Assim, cabe ao gestor de um acervo audiovisual, mesmo contrário às práticas de mercado,
buscar na tecnologia disponível meios de preservar a memória, caso não o faça, terá em
poucas décadas uma enorme “caixa de pandora”4, cujo conteúdo somente será lembrado por
àqueles que tiveram a contato com a experimentação, e a partir daí, somente através dos
contos.
Como expusemos um dos autores trabalhou na Fundação Padre Anchieta, mantenedora das
Rádios e Televisão Cultura de São Paulo, de 1991 a 2013. Durante esse período conviveu
com inúmeros profissionais e pode conhecer um pouco do universo televisivo e seus fazeres.
Bastidores, fluxos, processos, o segredo por detrás da tal “caixa mágica”.
Relatamos a seguir a chegada da tecnologia digital e seus impactos nos ambientes de
Produção, Jornalismo, Engenharia, principalmente na Gestão da Informação, e seu impacto
nas atividades diárias de seus profissionais.

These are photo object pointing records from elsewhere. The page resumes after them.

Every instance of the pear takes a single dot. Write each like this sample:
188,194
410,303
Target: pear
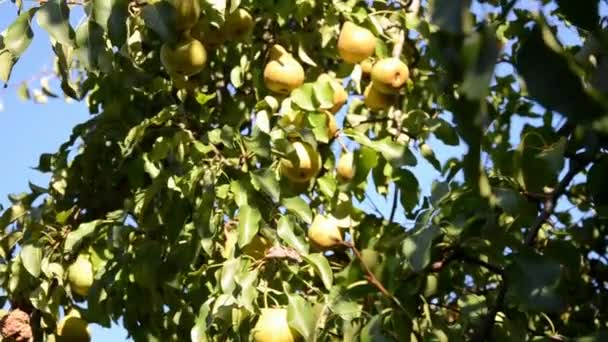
272,326
340,95
355,43
283,73
210,35
257,247
345,168
72,328
301,164
366,66
376,100
324,232
187,13
80,275
239,25
389,75
188,57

4Caixa de Pandora é um artefato da mitologia grega, tirada do mito da criação de Pandora, que foi a primeira
mulher criada por Zeus. A "caixa" era na verdade um grande jarro dado a Pandora, que continha todos os males
do mundo. Nossa analogia é possuirmos um artefato cujo conteúdo não pode ser acessado.
Digitalização do acervo audiovisual da FPA5
A Fundação Padre Anchieta (FPA), é a mantenedora da TV Cultura de São Paulo. Tivemos
acesso ao plano de ação, implantado em 2005, voltado à migração de acervo em película
magnética (videoteipe) em bitolas com maior risco de obsolescência para mídias digitais.
Deliberar sobre qual mídia depositar nossa história audiovisual era, e ainda é um dilema ao
gestor daquele acervo audiovisual. Nenhum suporte digital hoje é definitivo, e esse é o maior
problema considerando a necessidade de guardarmos os registros gerados pela enorme
produção televisiva.
Essa dúvida sobre a melhor escolha nos motiva a constantes atualizações em uma ação sem
fim. Com isso, o risco de dano ou mesmo a perda dessa memória são fantasmas que
assombram àqueles que lutam pela preservação da memória audiovisual.
A tecnologia que gerencia (dados e informações) migrou da indústria da tecnologia da
informação (TI). Todo o fazer está sub judice de servidores.
Seguindo as diretrizes do plano de ação, todo acervo audiovisual foi inventariado. Foram
adotados os seguintes critérios para priorização: mídias com maior risco de obsolescência, na
sequência, produção própria, co-produção e terceiros.
Em face do alto custo de migração do acervo, o conteúdo audiovisual cujos critérios de direito
autoral (patrimonial e imagem) estejam regularizados, serão migrados primeiro. Suportes
magnéticos com algum tipo de restrição de uso, como por exemplo, programas e séries
produzidos por terceiros, será proposto ao produtor termo de parceria para recuperação desse
material. Como toda informação catalográfica estava em base de dados organizada a
estruturação desse inventário fora relativamente simples, cabendo apenas à direção da
Fundação Padre Anchieta validar o conteúdo selecionado para migração.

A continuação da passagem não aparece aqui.